Il capitano Haruo, a capo dell’esercito federato che tenterà di distruggere Godzilla, per l’intera durata dei tre episodi è animato da una rabbia feroce che ne detta ogni scelta, una rabbia che ha origine in una sete di vendetta nata da bambino quando, sul punto di lasciare la Terra, rimane traumatizzato dalla visione del mostro intento a distruggere una nave in procinto di decollare. Più volte Haruo urla il suo proposito di riconquistare ciò che appartiene di diritto al genere umano, defraudato con la forza di uno spazio vitale di cui si sentiva padrone. Nella sua ferocia a tratti irrazionale, che nessun esponente delle due specie aliene riuscirà a placare, Haruo sintetizza l’incapacità dell’uomo di osservare la realtà senza l’uso di filtri creati per nascondere le conseguenze di azioni che sul finire del ventesimo secolo avevano portato la Terra sull’orlo della distruzione, il cui unico responsabile era proprio il genere umano. Un pensiero impermeabile all’esperienza sensibile, nato dalla percezione di un pianeta a esclusivo uso e consumo di bisogni soddisfatti ignorando ogni forma di rispetto verso il suo delicato equilibrio.

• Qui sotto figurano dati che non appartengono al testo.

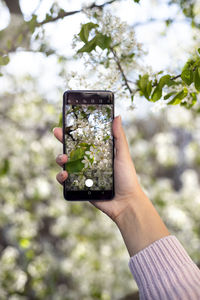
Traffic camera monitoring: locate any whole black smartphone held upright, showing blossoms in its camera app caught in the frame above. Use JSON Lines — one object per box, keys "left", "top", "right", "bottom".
{"left": 63, "top": 90, "right": 114, "bottom": 201}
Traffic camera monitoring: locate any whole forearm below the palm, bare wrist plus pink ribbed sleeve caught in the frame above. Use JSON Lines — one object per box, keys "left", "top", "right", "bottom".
{"left": 115, "top": 195, "right": 200, "bottom": 300}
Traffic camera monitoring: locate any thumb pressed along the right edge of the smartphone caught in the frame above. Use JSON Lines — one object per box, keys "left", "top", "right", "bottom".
{"left": 112, "top": 116, "right": 130, "bottom": 160}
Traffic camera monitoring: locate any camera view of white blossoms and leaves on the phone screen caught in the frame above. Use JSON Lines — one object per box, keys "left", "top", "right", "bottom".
{"left": 65, "top": 104, "right": 113, "bottom": 191}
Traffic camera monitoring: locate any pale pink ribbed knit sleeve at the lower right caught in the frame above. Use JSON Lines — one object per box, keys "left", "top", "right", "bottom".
{"left": 128, "top": 235, "right": 200, "bottom": 300}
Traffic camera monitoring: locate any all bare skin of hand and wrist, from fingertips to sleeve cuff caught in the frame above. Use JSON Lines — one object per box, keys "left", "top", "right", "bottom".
{"left": 53, "top": 116, "right": 169, "bottom": 256}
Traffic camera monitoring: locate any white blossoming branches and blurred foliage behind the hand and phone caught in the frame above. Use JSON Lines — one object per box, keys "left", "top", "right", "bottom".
{"left": 0, "top": 0, "right": 200, "bottom": 300}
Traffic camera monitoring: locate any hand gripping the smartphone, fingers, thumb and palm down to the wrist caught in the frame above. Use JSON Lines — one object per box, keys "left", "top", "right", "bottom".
{"left": 53, "top": 116, "right": 145, "bottom": 221}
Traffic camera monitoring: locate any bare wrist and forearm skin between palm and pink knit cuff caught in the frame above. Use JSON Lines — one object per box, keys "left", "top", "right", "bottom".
{"left": 115, "top": 194, "right": 170, "bottom": 256}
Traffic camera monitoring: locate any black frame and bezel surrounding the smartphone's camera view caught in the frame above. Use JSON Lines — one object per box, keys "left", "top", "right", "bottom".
{"left": 62, "top": 90, "right": 115, "bottom": 201}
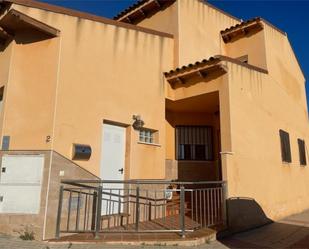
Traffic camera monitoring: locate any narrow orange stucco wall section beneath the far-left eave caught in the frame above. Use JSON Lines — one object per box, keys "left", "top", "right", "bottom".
{"left": 1, "top": 31, "right": 59, "bottom": 150}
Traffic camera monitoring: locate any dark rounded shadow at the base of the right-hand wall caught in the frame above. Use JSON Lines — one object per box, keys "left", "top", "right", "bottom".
{"left": 218, "top": 197, "right": 273, "bottom": 238}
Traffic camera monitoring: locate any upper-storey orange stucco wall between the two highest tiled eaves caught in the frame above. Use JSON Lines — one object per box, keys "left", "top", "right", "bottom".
{"left": 138, "top": 0, "right": 239, "bottom": 67}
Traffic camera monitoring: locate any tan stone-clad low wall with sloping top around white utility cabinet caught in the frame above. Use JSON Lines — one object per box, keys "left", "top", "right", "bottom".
{"left": 0, "top": 151, "right": 98, "bottom": 240}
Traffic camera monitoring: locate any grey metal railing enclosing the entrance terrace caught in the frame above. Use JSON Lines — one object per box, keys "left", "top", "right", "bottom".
{"left": 56, "top": 180, "right": 226, "bottom": 238}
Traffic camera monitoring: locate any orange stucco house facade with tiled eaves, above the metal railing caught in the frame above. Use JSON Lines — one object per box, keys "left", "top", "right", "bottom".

Ferita e stuprata da una specie famelica ed egoista, la natura si difende creando Godzilla, il cui fine amorale è semplice quanto estremo: ristabilire l’equilibrio originale. Per farlo dovrà distruggere e scacciare la specie umana, proliferata come un cancro nel momento in cui ha deciso di elevarsi al di sopra delle regole che permettevano al tutto di vivere in prosperità.
Al pari di uno spirito sacro protettore, in questo caso dell’intero pianeta Terra, elemento primordiale da cui tutto è scaturito, Godzilla agisce senza un’etica, perseguendo l’unico scopo per cui è stato creato. Il genere umano non è nemico, ma solo un problema da risolvere. Per farlo utilizzerà i poteri di cui dispone e il suo compito avrà termine una volta che la malattia sarà stata debellata. Emblematica la sua apparizione dalle viscere nel momento in cui le navi spaziali rientrano nell’orbita terrestre, dopo che per oltre 20 mila anni il suo dominio incontrastato aveva prodotto il ritorno a uno stadio originario, selvaggio e pericoloso, ma pur sempre legato alle sole leggi della natura e al suo equilibrio circolare.
Come ogni altro Kami, Godzilla è sintesi degli opposti; né cattivo né buono, può distruggere e creare, è interconnessione con l’energia che pervade l’universo, ed è parte della natura piuttosto che esserne separato. È interessante notare come al ritorno, trascorsi 20 anni per l’uomo ma 20 mila per la Terra, la natura si sia rigenerata sul modello cellulare del Kaiju, facendo di lui anche un essere primordiale, dal cui corpo ha inizio la vita e le varie modalità di funzionamento.
La scena finale del terzo episodio tende quasi a una riunione mistica tra l’uomo e l’universo, una visione che possiamo immaginare come un ritorno alle origini, in un momento collocato fuori dal tempo in cui tutto è nato e si è formato.